Enfin ça aurait dû marcher comme ça.
Un bruit résonna contre la porte qui s'ouvrit brusquement, laissant apparaitre Féliciano. Les anglophones furent surpris de le voir, d'autant plus qu'Arthur et lui ne s'adressaient jamais la parole, leur seul point commun étant Francis. Quant à Alfred, ce n'était pas une relation très intense, mais ils s'entendaient bien. Le voir ici était étrange mais son expression fit réagir le cœur du héros qui se releva subitement.
-« Francis n'est pas là ? Demanda l'Italien.

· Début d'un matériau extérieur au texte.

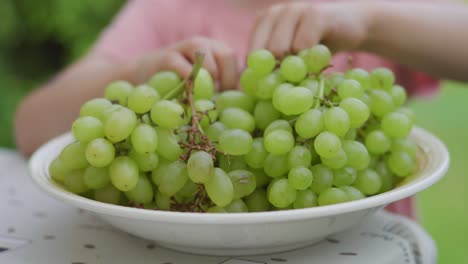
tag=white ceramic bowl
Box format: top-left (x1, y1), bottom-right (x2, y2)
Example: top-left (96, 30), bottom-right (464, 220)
top-left (30, 128), bottom-right (449, 255)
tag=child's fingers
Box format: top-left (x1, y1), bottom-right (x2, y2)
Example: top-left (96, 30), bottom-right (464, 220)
top-left (249, 5), bottom-right (283, 50)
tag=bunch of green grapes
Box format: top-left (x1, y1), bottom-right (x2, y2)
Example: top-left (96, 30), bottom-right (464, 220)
top-left (49, 45), bottom-right (417, 213)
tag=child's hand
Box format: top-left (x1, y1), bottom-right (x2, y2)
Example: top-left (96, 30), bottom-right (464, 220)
top-left (131, 37), bottom-right (238, 89)
top-left (250, 2), bottom-right (372, 57)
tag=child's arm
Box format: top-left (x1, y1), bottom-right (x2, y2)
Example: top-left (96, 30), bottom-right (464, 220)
top-left (251, 1), bottom-right (468, 81)
top-left (15, 38), bottom-right (238, 155)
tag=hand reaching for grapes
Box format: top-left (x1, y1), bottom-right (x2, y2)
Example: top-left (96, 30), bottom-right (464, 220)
top-left (132, 37), bottom-right (238, 90)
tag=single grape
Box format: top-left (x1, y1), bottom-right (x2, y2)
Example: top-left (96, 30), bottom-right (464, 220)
top-left (280, 55), bottom-right (307, 83)
top-left (187, 151), bottom-right (214, 183)
top-left (219, 107), bottom-right (255, 132)
top-left (219, 129), bottom-right (253, 155)
top-left (151, 100), bottom-right (185, 129)
top-left (314, 131), bottom-right (341, 158)
top-left (247, 49), bottom-right (276, 76)
top-left (268, 179), bottom-right (296, 208)
top-left (365, 130), bottom-right (392, 155)
top-left (204, 168), bottom-right (234, 207)
top-left (318, 187), bottom-right (349, 206)
top-left (148, 71), bottom-right (182, 97)
top-left (109, 156), bottom-right (139, 192)
top-left (263, 154), bottom-right (289, 178)
top-left (128, 84), bottom-right (160, 114)
top-left (310, 164), bottom-right (333, 194)
top-left (104, 81), bottom-right (133, 105)
top-left (353, 169), bottom-right (382, 195)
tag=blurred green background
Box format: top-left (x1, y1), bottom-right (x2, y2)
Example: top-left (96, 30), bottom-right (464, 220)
top-left (0, 0), bottom-right (468, 264)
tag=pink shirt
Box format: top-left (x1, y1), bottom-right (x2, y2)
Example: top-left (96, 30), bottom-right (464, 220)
top-left (93, 0), bottom-right (438, 217)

- Pas vu depuis ce matin. » Répondit l'Anglais. Perplexe, il s'assura de sa santé. Féliciano restait peu bavard, il semblait embêté. En bon Anglais, Arthur se leva et posa sa main sur son épaule le rassurant, Féli en oublia sa peur de l'Anglais. Alfred laissa faire les choses, du moins pendant quelques secondes, et prit d'une secousse, alla la partager avec le monde. Il secoua l'Italien perdu et l'Anglais encore en mode compatissant puis leur fit la lecture d'une histoire de trois jeunes amis parcourant les couloirs d'un internat douillait, jusqu'au saint graal, la salle de jeu. Il fit une pirouette sortit de nulle part et s'avança dans le couloir.
-« Tu nous suit ?
- Pourquoi pas.
- Dure journée ?
- Il n'a pas fait très beau aujourd'hui. »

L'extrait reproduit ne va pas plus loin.